There is a good reason for that, too! The benefits of time spent in nature abound and include some pretty important stuff, like sensory development in children, activating the Default Made Network in the brain at any age, and simply working our ability to actually USE our senses (actually strengthening the muscles of the eyes and refining hearing <- CRAZY!). That is an impressive list alone and yet, it doesn't even scratch the surface. But for our purposes, we will just agree that setting down the electronics and stepping outside is pretty darn important.
Bringing Nature Awareness activities into your home doesn't have to be some elaborate endeavor!
In fact, I would argue that small doses, especially if this is all new to your family, are easier to gently slide into the day to day groove without much fanfare. As you gently and slyly slip stuff into the day, see which things make your family light up with excitement and use that as a guide for bigger projects and longer, deeper dives into Nature Awareness activities. This type of guidance is what we use at the Deep Roots Nature School. It's called Coyote Mentoring!
3 Nature Awareness Activities to do this weekend:
1. Look Up!: This one is so very easy and you can literally do it ANYWHERE. You actually probably did this as a kid back when we lead boring lives where we didn't look down at a phone all the time. Wherever you are, look up and find a crazy looking cloud. "Oh my gosh! Look at that cloud it looks like (insert something erroneous here)!!" I like to make sure I "see" the most ridiculous thing possible, like a stegosaurus wearing a cowboy hat. Then, follow it with a question. "Who gave that dinosaur that hat?" If they take the bait, try to show them the cloud and outline it with your finger. A couple things are happening here. First, you are actually doing a MOVEMENT that we rarely do in today's world- looking up. Neck mobility has been critical in human history for survival, tracking, and natural navigation. Second, you are using forcing the eyes to look farther off into the distance, which again is a rare muscular stress in today's world and important for all the same reasons. Finally, you are tapping into a creative part of the mind that sets the stage for storytelling and storytelling is the very fabric of the Human Experience.
2. Search and Find: This activity is good in some down time, whether you are killing a few minutes, romping around the park, or noticing that your family is disengaging when playing in the yard. In other words, just before you hear "Mom, I'm bored" or just as some bickering starts. Grab anything off any plant, a leaf or a flower. It's important that there are multiples of the specimen, though. Run over and say, "Look what I found! Isn't this leaf neat?" Then point out a defining feature. "See how the edges are ragged and the bottom is fuzzy?" Now, drop the hammer. "I bet you can't find which plant it came from." I like to stick out my tongue her and turn to walk away. You might also add, "Whoever can match it can find the next thing for the rest of us to match." If this one engages everyone, it's fun to keep a collection of the stuff you search for in a spot for reflection. You can compare the leaf morphology, or notice the minutiae of the flower. We have a central table that always has random findings on it and the kids go back to it over and over.

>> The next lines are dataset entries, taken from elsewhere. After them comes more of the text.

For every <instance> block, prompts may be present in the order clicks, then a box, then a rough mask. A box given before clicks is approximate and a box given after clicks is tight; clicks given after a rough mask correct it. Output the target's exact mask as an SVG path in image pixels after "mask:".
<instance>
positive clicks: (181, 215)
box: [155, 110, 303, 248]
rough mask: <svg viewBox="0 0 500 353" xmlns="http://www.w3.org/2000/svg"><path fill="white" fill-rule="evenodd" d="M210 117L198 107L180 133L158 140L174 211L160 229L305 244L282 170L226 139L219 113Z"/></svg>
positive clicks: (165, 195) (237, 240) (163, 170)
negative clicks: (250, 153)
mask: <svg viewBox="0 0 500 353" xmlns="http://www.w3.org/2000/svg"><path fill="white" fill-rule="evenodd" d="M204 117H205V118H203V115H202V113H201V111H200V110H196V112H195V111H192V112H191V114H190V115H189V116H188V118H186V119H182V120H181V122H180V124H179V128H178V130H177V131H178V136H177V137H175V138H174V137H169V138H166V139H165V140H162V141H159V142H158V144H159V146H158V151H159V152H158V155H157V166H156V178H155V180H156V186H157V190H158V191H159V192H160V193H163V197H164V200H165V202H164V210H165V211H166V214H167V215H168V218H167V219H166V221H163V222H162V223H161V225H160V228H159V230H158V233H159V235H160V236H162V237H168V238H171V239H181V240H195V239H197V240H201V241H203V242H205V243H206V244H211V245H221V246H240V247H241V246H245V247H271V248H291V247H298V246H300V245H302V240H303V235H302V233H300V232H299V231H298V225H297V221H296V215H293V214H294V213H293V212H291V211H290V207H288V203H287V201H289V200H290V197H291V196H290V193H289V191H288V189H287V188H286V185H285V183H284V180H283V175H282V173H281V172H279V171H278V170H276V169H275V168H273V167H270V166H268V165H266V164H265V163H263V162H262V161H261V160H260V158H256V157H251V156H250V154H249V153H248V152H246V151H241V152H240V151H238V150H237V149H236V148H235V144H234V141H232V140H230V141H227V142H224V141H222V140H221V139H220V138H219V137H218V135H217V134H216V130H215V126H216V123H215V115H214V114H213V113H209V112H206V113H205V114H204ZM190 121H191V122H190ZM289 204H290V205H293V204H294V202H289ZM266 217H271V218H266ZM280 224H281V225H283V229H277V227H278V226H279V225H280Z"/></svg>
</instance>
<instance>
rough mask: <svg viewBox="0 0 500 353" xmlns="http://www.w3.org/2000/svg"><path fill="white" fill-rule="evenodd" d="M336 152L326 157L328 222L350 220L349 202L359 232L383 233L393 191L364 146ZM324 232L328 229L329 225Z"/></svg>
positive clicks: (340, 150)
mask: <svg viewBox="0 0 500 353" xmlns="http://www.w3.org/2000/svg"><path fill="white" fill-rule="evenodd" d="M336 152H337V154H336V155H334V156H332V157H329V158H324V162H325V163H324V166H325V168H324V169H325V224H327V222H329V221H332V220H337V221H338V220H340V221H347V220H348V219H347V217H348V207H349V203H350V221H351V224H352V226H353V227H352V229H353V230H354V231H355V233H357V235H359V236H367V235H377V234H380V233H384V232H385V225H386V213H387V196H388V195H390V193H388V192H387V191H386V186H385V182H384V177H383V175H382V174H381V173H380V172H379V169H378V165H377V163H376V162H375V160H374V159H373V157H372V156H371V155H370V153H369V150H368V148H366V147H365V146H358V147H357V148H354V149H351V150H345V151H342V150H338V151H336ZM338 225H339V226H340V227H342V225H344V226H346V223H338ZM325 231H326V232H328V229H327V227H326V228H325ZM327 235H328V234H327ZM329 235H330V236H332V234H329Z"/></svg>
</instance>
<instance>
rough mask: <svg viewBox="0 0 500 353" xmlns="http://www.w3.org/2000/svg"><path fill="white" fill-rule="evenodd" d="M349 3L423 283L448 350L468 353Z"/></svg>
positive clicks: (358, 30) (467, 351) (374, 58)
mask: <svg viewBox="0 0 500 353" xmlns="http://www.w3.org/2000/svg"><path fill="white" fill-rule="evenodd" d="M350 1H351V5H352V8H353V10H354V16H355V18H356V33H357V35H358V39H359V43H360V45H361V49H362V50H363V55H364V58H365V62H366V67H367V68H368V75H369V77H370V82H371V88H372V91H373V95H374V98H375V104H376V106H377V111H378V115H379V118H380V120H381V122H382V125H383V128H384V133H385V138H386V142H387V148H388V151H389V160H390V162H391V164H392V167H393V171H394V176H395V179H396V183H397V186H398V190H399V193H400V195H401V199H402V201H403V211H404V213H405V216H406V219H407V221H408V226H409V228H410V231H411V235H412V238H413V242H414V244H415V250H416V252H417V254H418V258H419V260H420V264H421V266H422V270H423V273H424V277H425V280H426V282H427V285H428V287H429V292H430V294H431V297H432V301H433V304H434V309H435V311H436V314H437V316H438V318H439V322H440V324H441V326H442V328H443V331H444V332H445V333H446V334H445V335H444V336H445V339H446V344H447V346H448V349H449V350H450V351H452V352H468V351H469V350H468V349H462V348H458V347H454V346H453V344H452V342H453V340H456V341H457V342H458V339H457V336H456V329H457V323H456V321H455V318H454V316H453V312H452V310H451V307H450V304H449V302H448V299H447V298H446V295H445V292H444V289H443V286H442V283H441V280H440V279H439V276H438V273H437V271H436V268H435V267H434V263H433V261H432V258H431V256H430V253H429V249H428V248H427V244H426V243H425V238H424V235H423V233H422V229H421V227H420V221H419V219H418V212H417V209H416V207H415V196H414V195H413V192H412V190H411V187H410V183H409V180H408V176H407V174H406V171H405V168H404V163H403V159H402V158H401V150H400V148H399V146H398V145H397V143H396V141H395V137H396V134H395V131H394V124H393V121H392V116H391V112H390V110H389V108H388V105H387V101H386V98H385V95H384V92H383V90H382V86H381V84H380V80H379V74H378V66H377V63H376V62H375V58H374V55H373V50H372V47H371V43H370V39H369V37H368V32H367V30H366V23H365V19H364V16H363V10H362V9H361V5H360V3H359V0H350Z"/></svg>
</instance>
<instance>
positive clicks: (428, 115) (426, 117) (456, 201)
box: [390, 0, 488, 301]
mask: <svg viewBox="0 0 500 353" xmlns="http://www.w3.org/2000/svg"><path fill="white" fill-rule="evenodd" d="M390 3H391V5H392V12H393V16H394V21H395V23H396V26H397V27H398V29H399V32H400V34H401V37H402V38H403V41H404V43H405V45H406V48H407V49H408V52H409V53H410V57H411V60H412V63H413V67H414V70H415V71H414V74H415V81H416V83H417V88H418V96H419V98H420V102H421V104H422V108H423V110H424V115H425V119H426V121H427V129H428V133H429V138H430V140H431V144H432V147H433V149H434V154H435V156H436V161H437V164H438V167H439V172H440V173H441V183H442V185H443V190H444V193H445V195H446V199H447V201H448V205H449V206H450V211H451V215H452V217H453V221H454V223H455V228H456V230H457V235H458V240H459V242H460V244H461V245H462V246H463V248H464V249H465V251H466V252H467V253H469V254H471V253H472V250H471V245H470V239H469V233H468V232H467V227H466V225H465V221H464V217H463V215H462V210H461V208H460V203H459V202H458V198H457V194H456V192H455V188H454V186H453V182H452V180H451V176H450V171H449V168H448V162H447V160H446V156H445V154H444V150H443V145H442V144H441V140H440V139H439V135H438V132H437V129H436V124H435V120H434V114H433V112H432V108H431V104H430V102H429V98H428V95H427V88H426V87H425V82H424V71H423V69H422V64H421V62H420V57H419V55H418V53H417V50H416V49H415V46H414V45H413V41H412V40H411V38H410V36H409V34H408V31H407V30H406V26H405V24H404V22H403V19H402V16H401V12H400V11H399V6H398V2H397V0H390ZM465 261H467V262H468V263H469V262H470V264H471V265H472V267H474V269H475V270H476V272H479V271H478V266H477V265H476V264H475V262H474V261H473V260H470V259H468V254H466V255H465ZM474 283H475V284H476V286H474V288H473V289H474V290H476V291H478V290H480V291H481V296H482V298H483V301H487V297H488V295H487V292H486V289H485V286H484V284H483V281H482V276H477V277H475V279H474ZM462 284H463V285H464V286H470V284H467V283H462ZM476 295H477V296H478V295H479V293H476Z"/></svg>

3. What's Missing or What's Different?: This is a great activity for honing in attentiveness and there are lots of variations. In the simplest version, collect 5-8 different nature items (acorn, small rock, dead leaf, green leaf, red flower) and lay them out on a dish towel, bandanna, or small table. Give everyone 30 seconds to stare at it and memorize it. Then have everyone turn away and cover their eyes or run a lap around the yard or do 10 pushups or whatever. Now change something. You could take something away and see if they can recall what's missing. You could swap the red flower for a yellow flower. If it's just one or two kids, they can whisper in your ear the answer or if it's more kids/older kids they can write it down and everyone shows their answer at the same time. This one works great as a rainy day activity if you think to collect items ahead of time!
There you have it. 3 super duper simple Nature Awareness activities that don't require any real planning or materials. Bringing these activities into your week will bring a new depth to your family's next hike or outdoor experience as you put your awareness, attention to detail, and stronger senses to the test. Have fun and let us know which ones you try!!